Analyzing all systems that the data warehouse and it’s dependent system’s were interacting with and building a migration roadmap with projects still in flight.
Selecting a replacement Database that would fit the current and future growth demands.
Getting buy in from Info-sec group to deploy company critical data to the cloud
Fugetron did a quick POC comparing Teradata, memSQl, Snowflake and Redshift to test current features and workloads of the current enterprise environment. Prepared and presented the findings to the client executive team and won an approval to migrate to Amazon Redshift.
A team of experienced data engineers setup Informatica on EC2 instances and prepared the Integration environment.
Facilitated the data migration strategy using Python Script at the same time implemented a data staging environment in Amazon S3.
Built a Data lake in Amazon S3 using implementation best practices employing a raw, cleaned and Prepared data setup file structure.

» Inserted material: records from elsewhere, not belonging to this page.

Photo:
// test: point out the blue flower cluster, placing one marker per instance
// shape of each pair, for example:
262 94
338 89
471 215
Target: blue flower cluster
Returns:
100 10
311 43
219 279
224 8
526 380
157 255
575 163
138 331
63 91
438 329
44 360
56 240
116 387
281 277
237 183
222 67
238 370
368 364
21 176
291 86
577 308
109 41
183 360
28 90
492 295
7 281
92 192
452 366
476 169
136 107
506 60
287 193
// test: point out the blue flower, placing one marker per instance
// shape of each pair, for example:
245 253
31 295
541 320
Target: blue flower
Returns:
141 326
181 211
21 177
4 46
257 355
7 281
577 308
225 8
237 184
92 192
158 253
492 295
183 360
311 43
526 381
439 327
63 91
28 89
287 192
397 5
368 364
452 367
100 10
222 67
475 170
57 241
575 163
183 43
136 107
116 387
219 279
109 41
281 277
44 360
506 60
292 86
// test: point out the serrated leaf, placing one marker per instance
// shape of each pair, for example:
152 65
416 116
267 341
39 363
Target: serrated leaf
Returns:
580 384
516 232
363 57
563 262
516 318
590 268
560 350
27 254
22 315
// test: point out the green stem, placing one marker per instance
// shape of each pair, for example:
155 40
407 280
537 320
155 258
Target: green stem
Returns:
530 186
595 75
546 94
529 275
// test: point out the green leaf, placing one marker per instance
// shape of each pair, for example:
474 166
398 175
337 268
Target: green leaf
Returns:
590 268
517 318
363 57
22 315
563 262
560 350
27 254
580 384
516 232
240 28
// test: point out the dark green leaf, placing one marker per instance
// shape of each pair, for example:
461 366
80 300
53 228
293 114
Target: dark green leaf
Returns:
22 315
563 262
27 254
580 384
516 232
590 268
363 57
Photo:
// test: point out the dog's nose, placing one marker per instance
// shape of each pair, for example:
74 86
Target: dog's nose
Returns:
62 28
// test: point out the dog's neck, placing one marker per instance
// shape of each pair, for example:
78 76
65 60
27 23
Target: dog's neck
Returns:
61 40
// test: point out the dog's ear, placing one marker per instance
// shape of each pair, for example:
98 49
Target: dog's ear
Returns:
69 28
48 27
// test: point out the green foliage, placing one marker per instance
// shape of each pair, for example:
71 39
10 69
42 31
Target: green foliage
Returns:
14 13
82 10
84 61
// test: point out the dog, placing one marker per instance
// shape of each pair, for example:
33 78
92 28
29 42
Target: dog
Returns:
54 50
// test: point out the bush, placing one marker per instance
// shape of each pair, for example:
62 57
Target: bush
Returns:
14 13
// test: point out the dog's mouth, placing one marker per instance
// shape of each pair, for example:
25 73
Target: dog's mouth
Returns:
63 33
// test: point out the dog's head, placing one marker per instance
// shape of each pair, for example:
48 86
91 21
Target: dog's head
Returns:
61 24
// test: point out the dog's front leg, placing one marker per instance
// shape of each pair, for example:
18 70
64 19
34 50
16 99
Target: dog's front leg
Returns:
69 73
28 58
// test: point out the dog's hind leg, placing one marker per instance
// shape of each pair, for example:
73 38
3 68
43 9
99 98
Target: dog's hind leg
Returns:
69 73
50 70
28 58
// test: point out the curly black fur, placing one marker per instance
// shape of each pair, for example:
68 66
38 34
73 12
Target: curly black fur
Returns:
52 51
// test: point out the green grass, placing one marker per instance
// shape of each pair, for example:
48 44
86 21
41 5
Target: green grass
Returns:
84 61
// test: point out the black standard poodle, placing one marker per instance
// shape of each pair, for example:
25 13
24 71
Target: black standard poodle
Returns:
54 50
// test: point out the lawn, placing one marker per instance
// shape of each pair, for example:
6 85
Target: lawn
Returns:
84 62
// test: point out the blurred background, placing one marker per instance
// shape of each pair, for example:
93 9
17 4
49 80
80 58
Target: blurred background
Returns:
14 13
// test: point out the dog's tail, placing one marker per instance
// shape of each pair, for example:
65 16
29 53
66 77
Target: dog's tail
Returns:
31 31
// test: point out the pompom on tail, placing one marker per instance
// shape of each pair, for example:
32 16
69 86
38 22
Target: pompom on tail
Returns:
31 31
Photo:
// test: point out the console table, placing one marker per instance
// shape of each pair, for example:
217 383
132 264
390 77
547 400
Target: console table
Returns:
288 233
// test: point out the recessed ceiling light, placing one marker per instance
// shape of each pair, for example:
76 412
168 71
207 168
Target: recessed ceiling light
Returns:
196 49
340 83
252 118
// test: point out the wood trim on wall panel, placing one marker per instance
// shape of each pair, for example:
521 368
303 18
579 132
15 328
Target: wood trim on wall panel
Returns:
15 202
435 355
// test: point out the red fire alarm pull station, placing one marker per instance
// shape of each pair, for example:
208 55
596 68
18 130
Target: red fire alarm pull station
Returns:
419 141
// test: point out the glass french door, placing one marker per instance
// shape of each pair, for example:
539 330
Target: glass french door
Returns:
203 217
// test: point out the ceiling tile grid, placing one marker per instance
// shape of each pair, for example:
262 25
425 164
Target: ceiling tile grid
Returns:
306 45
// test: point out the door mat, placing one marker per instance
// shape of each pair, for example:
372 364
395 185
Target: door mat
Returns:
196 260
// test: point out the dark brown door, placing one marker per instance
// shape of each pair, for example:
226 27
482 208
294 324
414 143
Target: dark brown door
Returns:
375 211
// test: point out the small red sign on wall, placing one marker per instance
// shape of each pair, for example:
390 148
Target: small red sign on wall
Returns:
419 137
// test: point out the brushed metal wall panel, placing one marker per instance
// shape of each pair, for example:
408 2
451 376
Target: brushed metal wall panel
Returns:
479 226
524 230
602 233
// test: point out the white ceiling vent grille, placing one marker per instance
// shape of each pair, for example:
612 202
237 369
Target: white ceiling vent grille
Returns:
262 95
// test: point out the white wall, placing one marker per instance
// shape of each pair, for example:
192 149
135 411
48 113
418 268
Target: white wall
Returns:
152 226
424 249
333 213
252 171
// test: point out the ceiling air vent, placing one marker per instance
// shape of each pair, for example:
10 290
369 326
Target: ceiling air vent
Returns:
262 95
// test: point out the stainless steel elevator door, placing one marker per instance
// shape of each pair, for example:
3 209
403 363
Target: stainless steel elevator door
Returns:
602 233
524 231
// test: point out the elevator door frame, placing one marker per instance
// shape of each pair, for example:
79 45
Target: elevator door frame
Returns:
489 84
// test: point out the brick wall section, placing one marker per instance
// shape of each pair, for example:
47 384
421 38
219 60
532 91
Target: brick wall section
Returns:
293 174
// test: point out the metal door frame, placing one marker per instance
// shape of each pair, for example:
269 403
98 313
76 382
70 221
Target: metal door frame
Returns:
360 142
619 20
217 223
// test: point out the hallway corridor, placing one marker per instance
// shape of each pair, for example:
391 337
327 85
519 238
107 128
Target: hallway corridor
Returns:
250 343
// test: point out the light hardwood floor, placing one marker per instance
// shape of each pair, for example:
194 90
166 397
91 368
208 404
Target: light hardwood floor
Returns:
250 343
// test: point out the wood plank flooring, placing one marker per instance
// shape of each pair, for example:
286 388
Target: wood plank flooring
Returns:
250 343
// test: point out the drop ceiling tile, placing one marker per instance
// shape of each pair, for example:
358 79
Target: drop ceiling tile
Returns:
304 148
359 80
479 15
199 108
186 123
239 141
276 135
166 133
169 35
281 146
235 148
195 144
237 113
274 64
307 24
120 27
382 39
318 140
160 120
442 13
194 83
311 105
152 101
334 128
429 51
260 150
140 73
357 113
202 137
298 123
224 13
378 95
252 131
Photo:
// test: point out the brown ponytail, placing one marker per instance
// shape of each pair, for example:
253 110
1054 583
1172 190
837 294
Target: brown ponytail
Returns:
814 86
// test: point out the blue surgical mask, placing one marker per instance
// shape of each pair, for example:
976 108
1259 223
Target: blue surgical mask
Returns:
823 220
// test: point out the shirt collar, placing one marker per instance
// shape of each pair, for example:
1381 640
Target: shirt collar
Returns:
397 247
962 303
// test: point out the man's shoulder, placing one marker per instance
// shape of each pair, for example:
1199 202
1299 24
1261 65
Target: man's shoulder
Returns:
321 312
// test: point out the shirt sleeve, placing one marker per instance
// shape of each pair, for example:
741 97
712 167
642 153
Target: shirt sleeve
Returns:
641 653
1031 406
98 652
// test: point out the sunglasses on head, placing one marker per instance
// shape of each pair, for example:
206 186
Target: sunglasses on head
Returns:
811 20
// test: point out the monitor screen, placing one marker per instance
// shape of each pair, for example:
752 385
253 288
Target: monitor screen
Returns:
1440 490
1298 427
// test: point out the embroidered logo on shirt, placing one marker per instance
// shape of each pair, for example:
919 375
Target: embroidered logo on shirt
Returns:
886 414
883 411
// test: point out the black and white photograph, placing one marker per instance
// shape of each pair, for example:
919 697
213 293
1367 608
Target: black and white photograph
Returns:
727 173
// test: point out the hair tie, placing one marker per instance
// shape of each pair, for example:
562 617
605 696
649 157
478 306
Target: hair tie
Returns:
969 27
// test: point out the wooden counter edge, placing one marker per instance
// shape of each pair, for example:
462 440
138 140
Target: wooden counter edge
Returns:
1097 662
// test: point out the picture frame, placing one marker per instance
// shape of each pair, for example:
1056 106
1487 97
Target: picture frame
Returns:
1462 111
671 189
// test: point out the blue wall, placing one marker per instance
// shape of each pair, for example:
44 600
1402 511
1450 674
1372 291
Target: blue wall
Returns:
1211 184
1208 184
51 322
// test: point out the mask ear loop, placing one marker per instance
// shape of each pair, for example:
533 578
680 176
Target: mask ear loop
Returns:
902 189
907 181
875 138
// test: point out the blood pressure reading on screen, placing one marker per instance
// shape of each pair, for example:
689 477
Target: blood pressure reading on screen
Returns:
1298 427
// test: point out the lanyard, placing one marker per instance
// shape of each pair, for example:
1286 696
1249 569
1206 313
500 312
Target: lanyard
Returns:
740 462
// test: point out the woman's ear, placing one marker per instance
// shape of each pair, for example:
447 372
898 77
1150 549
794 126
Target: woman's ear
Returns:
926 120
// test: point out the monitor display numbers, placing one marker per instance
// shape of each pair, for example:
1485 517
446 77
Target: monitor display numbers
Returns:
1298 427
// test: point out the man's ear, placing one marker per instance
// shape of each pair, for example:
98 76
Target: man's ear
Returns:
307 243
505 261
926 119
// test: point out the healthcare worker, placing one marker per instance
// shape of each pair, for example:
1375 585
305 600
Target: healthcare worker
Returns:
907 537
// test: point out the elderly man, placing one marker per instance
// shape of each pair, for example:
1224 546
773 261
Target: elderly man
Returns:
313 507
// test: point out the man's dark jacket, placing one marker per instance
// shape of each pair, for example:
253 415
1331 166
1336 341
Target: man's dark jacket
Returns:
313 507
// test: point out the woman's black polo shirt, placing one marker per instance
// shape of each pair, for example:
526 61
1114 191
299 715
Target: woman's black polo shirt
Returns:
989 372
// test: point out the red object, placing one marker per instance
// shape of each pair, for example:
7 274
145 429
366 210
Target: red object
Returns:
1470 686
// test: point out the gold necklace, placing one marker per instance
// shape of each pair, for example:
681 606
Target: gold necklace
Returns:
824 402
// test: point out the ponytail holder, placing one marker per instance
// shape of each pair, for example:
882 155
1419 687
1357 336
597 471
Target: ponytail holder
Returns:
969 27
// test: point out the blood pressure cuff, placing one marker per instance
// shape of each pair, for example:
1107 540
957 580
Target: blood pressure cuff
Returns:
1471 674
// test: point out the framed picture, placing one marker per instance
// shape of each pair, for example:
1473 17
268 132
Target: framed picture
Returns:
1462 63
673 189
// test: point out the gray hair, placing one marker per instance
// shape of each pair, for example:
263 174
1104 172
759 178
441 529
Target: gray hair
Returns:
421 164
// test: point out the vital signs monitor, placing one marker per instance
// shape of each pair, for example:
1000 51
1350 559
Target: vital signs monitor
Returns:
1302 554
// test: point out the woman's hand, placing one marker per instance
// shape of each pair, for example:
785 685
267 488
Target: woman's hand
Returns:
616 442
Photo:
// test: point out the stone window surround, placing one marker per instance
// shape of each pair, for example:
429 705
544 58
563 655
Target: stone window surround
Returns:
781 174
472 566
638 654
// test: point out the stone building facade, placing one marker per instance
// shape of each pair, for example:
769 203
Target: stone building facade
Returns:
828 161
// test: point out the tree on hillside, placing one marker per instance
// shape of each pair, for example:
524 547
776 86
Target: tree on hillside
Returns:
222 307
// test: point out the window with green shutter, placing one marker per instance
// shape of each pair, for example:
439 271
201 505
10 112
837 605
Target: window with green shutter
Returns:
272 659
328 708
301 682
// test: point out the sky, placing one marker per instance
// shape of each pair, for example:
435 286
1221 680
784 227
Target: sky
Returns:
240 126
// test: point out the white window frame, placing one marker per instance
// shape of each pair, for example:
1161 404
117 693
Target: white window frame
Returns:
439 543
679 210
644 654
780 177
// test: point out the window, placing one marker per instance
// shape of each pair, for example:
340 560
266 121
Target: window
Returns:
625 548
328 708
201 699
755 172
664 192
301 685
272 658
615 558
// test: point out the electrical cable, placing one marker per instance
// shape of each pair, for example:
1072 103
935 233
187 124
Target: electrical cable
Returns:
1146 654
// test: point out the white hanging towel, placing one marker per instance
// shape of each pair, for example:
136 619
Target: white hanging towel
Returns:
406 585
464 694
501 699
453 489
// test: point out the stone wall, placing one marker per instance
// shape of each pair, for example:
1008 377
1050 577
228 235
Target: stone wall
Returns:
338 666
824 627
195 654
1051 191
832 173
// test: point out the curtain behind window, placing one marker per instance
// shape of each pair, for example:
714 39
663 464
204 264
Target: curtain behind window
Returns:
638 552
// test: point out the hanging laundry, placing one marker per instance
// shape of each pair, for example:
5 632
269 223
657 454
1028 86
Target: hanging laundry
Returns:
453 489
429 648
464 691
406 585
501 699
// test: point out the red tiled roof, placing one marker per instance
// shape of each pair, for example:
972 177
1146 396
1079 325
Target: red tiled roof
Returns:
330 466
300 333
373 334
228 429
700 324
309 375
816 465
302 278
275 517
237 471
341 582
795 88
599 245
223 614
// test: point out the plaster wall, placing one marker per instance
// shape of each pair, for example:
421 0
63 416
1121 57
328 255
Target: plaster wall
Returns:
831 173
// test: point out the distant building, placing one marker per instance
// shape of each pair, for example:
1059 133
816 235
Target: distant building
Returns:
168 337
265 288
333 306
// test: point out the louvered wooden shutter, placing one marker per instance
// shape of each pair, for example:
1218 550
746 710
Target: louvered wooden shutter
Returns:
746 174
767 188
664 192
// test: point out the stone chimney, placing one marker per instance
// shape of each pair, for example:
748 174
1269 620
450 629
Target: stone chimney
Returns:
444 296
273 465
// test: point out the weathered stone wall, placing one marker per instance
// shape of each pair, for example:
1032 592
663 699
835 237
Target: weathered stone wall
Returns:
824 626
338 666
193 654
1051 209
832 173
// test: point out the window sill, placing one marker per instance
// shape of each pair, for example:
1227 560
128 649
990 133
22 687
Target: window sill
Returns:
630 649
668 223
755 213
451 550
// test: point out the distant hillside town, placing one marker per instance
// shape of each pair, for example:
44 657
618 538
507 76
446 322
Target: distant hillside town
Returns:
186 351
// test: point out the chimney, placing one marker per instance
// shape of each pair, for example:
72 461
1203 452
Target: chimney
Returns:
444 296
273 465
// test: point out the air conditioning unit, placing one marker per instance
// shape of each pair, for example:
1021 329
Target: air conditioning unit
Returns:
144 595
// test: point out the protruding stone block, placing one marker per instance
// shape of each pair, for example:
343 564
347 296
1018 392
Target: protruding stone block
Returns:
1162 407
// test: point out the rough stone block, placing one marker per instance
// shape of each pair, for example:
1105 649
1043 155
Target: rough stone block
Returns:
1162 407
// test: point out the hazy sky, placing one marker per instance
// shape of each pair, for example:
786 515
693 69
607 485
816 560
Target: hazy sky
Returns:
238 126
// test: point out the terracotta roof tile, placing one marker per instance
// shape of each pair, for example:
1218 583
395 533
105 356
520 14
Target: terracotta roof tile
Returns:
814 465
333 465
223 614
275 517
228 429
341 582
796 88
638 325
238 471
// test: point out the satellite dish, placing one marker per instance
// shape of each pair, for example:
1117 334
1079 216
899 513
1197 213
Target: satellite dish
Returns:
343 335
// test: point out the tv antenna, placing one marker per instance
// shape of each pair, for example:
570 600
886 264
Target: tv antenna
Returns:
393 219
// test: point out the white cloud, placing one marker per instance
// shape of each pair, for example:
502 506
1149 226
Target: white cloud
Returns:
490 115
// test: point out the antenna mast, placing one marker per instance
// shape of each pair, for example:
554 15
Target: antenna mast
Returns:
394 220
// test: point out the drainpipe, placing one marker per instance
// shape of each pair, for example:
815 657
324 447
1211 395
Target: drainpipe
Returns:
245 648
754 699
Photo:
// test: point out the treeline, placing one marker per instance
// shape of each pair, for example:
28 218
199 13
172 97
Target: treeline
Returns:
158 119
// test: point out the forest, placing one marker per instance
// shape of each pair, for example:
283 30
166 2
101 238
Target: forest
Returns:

Used Attunity Replicate to write real time changes directly to the Data lake in S3
Built Python based script framework to process the real time data to staging tables within Redshift
Used Informatica to push down processing to the redshift database layer.
Redshift enabled the Client to size their cluster to current need but still enabled them to scale based on demand.
Migrated all data products in 3 phases ensuring no impact to business and still meeting Licensing and support agreement with old vendor.
Technologies used – Python, Informatica, AWS S3, AWS Ec2, AWS Redshift, Teradata, snowflake, MemSQL.
Team size –1 Architect, 4 Developers, 2 QA Engineers.
Project duration – 6 months
Project Governance – Agile delivery governed by Joint Steering Committee, Daily Scrum, Weekly Status Reports
Delivery model – Hybrid [Onsite/ Offshore]
Results and Benefits:
- Minimizing and eventually eliminating DBA role and on prep file storage costs.
- A custom scalable environment for self serve analytics.
- Faster to market strategy for New projects and data products.